# Using cauchy-schwarz to prove inequality

I am trying to prove that $\forall x_1,\dots,x_n,y_1,\dots,y_n \in \mathbb R$: $(\sum_{i=1}^{n}x_i\ y_i)^2 \leq \ (\sum_{i=1}^{n}i \ x_i^2) \cdot (\sum_{i=1}^{n} \frac{y_i^2}{i})$

I know the cauchy-schwarz inequality is $(\sum_{i=1}^{n}x_i\ y_i)^2 \leq \ (\sum_{i=1}^{n}x_i^2) \cdot (\sum_{i=1}^{n} y_i^2)$

I am trying to show that $(\sum_{i=1}^{n}x_i^2) \cdot (\sum_{i=1}^{n} y_i^2) \leq \ (\sum_{i=1}^{n}i \ x_i^2) \cdot (\sum_{i=1}^{n} \frac{y_i^2}{i})$ but I don't know how to continue from there..

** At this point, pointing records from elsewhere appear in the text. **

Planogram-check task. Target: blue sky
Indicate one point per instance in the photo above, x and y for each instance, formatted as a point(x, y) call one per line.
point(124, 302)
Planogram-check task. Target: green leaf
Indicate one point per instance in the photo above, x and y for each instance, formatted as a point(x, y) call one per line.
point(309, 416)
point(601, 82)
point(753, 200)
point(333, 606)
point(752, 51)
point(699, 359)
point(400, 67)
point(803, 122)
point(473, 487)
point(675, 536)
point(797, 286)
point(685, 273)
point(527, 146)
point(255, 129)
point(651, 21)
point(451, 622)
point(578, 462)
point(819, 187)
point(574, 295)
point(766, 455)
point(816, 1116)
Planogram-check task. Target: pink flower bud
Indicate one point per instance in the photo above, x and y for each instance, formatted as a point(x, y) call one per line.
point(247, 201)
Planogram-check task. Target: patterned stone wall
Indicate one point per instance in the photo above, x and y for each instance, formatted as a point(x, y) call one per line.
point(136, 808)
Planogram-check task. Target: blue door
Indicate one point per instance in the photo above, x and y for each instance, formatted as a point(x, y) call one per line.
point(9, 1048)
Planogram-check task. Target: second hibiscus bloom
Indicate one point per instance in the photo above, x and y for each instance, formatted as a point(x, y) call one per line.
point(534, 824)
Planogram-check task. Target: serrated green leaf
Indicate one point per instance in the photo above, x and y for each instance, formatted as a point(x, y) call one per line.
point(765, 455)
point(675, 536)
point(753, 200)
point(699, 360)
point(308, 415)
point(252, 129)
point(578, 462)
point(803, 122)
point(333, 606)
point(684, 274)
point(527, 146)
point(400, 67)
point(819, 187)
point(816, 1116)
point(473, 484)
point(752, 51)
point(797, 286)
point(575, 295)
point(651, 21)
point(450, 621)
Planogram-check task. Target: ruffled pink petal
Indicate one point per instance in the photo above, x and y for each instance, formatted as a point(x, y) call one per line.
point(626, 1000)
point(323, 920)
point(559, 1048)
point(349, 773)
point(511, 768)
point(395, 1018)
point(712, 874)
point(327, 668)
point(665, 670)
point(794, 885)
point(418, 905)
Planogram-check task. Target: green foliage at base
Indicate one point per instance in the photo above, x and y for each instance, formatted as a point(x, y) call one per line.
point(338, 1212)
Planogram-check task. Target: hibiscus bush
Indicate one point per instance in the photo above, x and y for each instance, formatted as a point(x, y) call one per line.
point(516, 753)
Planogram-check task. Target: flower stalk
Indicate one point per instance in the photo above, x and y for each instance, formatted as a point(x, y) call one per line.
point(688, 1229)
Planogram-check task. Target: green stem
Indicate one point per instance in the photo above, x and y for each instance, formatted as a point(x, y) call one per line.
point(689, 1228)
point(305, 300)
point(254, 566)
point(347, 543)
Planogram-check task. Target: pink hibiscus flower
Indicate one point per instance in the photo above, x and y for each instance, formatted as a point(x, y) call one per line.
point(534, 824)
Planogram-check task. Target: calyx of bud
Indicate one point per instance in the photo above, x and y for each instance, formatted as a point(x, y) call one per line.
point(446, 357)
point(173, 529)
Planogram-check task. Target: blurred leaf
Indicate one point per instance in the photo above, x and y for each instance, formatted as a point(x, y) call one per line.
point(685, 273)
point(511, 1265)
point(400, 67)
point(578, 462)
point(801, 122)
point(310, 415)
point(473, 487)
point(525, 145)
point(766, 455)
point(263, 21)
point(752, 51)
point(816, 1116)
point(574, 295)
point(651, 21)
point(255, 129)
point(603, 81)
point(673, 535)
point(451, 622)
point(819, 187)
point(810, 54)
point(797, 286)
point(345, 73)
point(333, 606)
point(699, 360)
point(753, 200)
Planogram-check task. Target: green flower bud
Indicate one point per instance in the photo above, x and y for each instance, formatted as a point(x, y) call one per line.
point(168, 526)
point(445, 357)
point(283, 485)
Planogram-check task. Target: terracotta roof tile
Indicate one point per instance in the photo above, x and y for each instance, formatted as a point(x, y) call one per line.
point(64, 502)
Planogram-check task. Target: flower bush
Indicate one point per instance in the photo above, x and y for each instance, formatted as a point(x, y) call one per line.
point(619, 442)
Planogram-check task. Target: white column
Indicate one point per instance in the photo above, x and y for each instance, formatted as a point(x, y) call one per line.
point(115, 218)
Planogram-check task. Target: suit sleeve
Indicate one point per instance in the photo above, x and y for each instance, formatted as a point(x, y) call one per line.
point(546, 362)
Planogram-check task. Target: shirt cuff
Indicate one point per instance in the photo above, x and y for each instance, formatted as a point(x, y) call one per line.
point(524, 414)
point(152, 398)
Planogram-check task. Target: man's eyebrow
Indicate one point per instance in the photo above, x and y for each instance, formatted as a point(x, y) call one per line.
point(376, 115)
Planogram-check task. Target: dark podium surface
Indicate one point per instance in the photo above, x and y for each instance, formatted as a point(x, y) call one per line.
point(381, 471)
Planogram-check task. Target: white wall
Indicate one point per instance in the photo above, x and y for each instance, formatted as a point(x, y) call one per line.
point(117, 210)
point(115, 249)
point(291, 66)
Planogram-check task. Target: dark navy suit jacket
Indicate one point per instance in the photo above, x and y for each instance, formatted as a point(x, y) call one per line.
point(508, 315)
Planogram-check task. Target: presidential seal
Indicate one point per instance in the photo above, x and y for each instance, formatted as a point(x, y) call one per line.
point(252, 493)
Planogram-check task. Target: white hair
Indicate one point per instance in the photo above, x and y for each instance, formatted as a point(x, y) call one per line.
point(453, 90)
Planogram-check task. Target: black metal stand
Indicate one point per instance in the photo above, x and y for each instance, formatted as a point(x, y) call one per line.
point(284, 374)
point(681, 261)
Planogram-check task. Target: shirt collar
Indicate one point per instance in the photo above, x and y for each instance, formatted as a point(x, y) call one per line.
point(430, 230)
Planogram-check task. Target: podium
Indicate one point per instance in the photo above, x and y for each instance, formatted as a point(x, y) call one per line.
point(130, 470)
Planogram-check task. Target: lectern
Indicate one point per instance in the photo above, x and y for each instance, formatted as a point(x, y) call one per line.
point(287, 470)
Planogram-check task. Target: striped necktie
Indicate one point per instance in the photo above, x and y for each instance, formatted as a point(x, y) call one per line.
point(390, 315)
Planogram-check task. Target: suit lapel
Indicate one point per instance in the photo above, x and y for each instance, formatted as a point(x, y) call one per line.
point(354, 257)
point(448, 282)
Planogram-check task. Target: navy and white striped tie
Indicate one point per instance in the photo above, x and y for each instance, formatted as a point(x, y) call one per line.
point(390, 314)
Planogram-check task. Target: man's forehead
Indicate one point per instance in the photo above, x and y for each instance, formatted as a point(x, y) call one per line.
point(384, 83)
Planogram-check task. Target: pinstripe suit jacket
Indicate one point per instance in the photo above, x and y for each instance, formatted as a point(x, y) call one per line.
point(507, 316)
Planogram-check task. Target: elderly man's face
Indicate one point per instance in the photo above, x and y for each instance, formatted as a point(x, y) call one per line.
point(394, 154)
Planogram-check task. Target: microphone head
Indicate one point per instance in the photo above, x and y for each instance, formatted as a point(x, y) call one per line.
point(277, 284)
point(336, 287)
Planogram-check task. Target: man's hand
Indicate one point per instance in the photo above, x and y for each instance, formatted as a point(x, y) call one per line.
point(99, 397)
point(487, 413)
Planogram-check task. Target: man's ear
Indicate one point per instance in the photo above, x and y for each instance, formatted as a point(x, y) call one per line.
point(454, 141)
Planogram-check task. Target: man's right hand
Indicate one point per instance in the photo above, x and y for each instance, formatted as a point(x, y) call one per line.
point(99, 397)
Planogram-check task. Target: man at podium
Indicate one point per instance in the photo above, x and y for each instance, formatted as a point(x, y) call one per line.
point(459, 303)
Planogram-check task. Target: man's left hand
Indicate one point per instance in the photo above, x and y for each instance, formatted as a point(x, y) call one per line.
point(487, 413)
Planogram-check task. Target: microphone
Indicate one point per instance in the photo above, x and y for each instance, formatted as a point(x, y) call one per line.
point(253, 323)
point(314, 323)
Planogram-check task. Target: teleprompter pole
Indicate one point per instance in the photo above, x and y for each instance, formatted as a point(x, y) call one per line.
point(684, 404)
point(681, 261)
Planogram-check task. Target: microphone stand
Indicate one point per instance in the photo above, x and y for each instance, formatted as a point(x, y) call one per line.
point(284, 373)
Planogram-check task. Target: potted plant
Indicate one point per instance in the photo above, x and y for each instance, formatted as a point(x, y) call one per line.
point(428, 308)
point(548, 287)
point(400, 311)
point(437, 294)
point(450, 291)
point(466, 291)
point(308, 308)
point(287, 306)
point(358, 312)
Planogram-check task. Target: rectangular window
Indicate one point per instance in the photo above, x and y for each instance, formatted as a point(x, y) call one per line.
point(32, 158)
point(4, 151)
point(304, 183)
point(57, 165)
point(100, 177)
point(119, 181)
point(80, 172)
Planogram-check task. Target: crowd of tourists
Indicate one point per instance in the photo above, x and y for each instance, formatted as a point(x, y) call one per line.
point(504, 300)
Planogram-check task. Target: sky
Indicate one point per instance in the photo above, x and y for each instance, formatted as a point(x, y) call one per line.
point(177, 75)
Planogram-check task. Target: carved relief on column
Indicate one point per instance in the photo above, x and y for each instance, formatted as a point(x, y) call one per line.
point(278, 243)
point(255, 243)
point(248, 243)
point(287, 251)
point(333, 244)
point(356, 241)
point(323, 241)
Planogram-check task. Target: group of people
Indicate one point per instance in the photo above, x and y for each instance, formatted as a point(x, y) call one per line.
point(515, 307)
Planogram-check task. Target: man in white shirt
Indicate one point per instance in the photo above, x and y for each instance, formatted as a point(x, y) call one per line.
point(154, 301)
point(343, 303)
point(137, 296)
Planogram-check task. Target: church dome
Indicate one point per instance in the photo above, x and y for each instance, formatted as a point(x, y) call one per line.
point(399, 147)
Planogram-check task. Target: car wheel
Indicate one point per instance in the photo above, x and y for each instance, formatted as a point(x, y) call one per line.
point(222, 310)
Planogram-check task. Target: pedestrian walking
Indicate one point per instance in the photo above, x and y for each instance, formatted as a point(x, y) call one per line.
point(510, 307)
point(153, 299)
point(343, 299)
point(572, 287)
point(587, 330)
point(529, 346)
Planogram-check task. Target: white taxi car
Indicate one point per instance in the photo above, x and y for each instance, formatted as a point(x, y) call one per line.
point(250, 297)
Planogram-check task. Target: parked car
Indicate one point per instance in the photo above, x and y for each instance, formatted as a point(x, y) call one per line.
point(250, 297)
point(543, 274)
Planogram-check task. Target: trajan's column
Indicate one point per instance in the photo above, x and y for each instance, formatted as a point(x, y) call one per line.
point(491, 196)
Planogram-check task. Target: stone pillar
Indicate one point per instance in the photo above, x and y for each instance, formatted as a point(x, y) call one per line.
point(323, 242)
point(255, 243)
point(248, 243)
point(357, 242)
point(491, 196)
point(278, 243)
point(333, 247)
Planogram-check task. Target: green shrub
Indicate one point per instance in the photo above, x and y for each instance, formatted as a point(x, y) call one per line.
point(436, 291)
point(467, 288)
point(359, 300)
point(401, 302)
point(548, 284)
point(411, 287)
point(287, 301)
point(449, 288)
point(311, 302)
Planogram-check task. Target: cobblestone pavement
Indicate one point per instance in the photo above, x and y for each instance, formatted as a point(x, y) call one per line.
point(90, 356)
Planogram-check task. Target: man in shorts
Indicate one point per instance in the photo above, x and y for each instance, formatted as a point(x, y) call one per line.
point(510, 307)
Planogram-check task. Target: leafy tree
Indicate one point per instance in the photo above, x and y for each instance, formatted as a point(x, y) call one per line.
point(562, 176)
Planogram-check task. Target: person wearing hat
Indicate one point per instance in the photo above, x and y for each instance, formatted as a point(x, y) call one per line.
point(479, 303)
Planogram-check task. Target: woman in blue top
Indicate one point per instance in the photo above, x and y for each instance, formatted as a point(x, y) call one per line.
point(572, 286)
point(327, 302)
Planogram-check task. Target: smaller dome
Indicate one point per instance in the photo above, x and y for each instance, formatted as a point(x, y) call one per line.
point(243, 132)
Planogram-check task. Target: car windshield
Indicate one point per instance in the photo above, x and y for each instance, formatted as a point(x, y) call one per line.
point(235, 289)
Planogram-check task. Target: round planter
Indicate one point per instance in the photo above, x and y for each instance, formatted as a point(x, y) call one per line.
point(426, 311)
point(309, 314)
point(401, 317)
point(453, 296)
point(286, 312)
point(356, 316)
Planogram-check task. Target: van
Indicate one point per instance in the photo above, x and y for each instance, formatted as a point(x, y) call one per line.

• well, $x_iy_i = \tilde x_i \tilde y_i$ with $\tilde x_i = \sqrt ix_i$ and $\tilde y_i = \frac{y_i}{\sqrt i}$... so just use CS on $\tilde x, \tilde y$ – Surb Jun 9 '17 at 15:16

## 2 Answers

$\displaystyle\left(\sum_{i=1}^nx_iy_i\right)^2=\left(\sum_{i=1}^n\left(\sqrt ix_i\right)\left(\frac{y_i}{\sqrt i}\right)\right)^2\leqslant\left(\sum_{i=1}^ni{x_i}^2\right)\left(\sum_{i=1}^n\frac{{y_i}^2}i\right)$

Hint: Write $$\left(\sum_{i=1}^n x_iy_i\right)^2 = \left(\sum_{i=1}^n (x_i \sqrt{i}) \left( \frac{y_i}{\sqrt{i}}\right)\right)^2.$$ What happens when you apply CS to this?